Love cannot be a means to any end. Love does not promise success, power, achievement, health, recovery, satisfaction, peace of mind, fulfillment, or any other prizes. Love is an end in itself, a beginning in itself.
This quote is from The Awakened Heart by Gerald May which I finished reading a few days ago and I have begun reading again. I do not usually reread a book right away but there are so many things in this work that touched my experience of God and of life that I want to delve into it once more with to see how it speaks to me a second time.
The above quote resonated with me because it holds a deep truth about our relationship with God. If we understand God as love, the essence of love, we can see how it applies to the Ground of Being—to use Paul Tillich’s term.
There is a great danger in wanting to relate to God in terms of what God can do for us; for our loved ones; or even the world. It is natural to pray to God that God will give us what we desire and believe is right. Those things may be reasonable from our personal ego driven perspective; we may want healing for ourselves and others. Indeed my daily prayers and our collective prayers ask for just that. However, what happens when God does not deliver on God’s part of the implicit contract. We are told we are God’s people and if we are God should give us the things we ask for.
We often end our prayer with the phase, “if it is your will” which is a reminder and declaration that God is supreme in this relationship. However, behind that can be the belief that if God is just we will get what we ask for and what we deserve; well not necessarily what we deserve but what we should receive as God’s children. This can be misleading and the darker side of this is the prosperity Gospel which preaches that if you have success in life, as the world defines success i.e. material possessions, a nice home, a good job, and a happy family etc. it is a sign that God is rewarding you because you are a good person.

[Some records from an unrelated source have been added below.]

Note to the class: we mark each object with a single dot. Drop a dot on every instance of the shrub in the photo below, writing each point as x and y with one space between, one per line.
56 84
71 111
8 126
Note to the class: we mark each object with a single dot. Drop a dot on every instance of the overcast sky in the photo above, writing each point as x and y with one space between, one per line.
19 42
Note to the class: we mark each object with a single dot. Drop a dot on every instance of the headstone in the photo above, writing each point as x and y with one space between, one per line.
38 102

This view is summed up in that wonderful song recorded by Janice Joplin, O Lord Won’t You Buy Me a Mercedes Benz. There is a wonderful phrase which captures this approach to God, ‘God the Butler’. We believe that we can keep God down in the servants’ quarters a la Downton Abbey, and call on God to come upstairs when we need something.

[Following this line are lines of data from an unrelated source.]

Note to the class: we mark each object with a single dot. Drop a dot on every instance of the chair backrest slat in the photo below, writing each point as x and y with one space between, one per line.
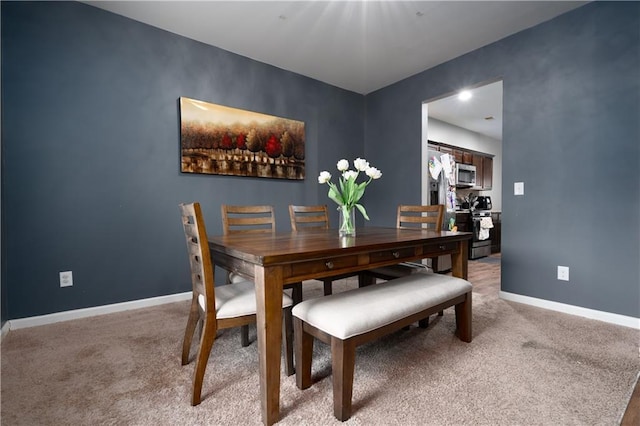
417 216
256 219
202 271
308 217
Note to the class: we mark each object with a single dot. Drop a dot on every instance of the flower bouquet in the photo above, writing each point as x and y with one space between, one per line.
347 195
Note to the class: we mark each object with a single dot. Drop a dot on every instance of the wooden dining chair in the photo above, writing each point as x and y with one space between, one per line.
253 219
221 307
409 217
314 217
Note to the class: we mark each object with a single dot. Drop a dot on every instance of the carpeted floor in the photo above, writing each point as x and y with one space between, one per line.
525 366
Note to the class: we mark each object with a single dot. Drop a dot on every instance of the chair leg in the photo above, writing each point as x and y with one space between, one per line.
206 342
296 294
304 353
328 284
463 320
244 336
343 358
194 316
287 330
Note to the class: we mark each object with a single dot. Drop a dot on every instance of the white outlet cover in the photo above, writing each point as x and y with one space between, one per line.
66 279
518 188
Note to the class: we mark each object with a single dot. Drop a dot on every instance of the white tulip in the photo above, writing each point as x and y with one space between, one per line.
361 164
324 177
349 174
373 173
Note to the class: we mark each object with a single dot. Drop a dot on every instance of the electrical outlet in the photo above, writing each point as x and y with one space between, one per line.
563 273
66 279
518 188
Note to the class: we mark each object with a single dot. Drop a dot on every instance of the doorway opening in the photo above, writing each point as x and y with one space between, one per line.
470 131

That is what happens when we make God a means rather than an end. This can happen when we use our spiritual practice for a personal means rather than making space for us to recognize God’s work in our lives. We can use contemplative prayer, centering prayer, meditation and other spiritual practices to make us feel better and to give us physiological and psychological benefits such as lower blood pressure and feeling at ease with others. However, when we do that we are placing ourselves above God. We believe that we know what God should do for us. We are indeed using God as a means and not an end.
Gerald May addresses this, “beware if turning it (spiritual practice) into a psychological method… I caution you not to “use it” to cope with stressful situations or to increase you efficiency.” In my experience this is certainly tempting and I have turned to contemplative prayer to deal with stressful situations. The trap is that it seems to work at times. In my experience what seems to be the key is intention. Do we open ourselves to the love of God or do we substitute our will for God’s and demand my will not Thine be done?
In the end we are called to make God the end, the goal of our existence and not to means to the existence that we want or believe we deserve. Thanks be to God.